Адмирал прекрасно понимал, что ничего нового сообщить ему Брефт не сможет, все имена личных врагов ему известны. Свой вопрос он задал исключительно из снисхождения к человеку, решившему испытать себя в роли спасителя адмирала Канариса. Желающих погубить его — множество, а вот объявлялся ли хоть кто-либо, кто стремился бы спасти его, вывести из-под удара или хотя бы в чем-то помочь?
— Теперь вам следует опасаться Гиммлера. Прежде всего, рейхсфюрера СС Гиммлера.
— С чего вдруг? — безучастно поинтересовался адмирал.
— А что, было время, когда вы ходили в его любимцах?
— Не припоминаю.
— Так вот, там, по ту сторону Ла-Манша, тоже почему-то ничего подобного не припоминают.
— Почему вдруг они так забеспокоились, Брефт?
— Пытаетесь понять, что конкретно мне известно?
— В какой-то степени. Ладно, согласимся: угроза исходит от Гиммлера… Что ты можешь сообщить мне в этой связи, фрегаттен-капитан?
— Папка с досье на вас опять легла на его стол. На сей раз в ней вполне достаточно компромата, чтобы выдать ордер на арест или же устроить вам еще одно крушение «Титаника». В зависимости от конъюнктуры.
— Лондону известны даже такие тайны эсэсовского двора?
— Реакция истинного разведчика, — саркастически хохотнул Брефт. — Адмиралу, изгнанному из абвера, говорят, что готовится ордер на его арест, а он интересуется каналом утечки этой информации! Трудно себе представить что-либо подобное. Зачем вам понадобилось знать о канале утечки?
— Это многое объяснило бы…
— Кому? В данном случае знание утечки нам с вами ничего не объяснит. Разве что вы хотите рядом со своим досье положить на стол Гиммлера и мое? Валяйте, старина. Доставьте удовольствие Мюллеру, Кальтенбруннеру и прочим трюмным крысам.
— Дело не в досье, Франк. И не смей говорить со мной в таком духе. Просто для меня важно знать, с кем я имею дело и в Берлине, и в Лондоне. В общем-то, это важно всегда, а уж в такой ситуации, в какую ты ставишь меня…
— По-моему, вы рановато рубите мачты, адмирал. Шторм еще только разгорается.
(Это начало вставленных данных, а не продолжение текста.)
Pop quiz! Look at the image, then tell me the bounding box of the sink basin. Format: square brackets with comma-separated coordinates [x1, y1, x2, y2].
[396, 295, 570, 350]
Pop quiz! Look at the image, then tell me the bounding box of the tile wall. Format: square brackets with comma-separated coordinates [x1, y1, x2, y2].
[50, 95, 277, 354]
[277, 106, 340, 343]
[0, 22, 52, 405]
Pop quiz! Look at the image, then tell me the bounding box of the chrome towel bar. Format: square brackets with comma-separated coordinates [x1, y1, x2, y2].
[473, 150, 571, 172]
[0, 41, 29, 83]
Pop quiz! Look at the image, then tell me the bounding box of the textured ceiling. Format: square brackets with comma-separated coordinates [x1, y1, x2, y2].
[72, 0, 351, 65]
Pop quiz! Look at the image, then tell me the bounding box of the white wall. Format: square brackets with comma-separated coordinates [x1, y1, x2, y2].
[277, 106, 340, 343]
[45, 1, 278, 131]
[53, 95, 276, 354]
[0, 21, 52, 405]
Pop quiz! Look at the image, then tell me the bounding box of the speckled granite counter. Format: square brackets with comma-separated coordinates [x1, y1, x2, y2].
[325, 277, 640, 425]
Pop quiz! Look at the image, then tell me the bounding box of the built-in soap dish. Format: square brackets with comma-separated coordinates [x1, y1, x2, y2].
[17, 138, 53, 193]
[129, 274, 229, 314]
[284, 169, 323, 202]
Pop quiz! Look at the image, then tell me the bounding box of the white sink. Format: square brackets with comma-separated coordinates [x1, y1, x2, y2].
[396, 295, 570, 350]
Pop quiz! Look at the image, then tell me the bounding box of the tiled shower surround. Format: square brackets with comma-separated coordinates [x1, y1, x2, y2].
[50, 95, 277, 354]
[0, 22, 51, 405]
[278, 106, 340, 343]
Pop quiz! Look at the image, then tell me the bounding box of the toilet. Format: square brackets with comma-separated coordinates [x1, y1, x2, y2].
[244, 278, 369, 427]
— Когда ты стал двойником?
— Я не двойник. Формально я продолжаю оставаться агентом абвера. Но на меня вышли и, как видите, используют в роли то ли связного между английской разведкой и вами, то ли агента влияния. Или просто курьера.
— Любой из этих ролей достаточно, чтобы подвесить тебя по приговору Народного суда во дворе тюрьмы Плетцензее.
— Разве что по вашему доносу, адмирал. Что же касается англичан… Если уж вместо того, чтобы убрать, меня с миром отпускают и даже помогают пробраться сюда через Францию, прикрыв германским диппаспортом…
— Фальшивым, следует полагать?
— Вполне возможно.
— Но согласись: получить дипломатическое прикрытие англичан… Такого удосуживается не каждый агент. Уверен, что Народный суд учтет это обстоятельство, — грустно зубоскалил Канарис.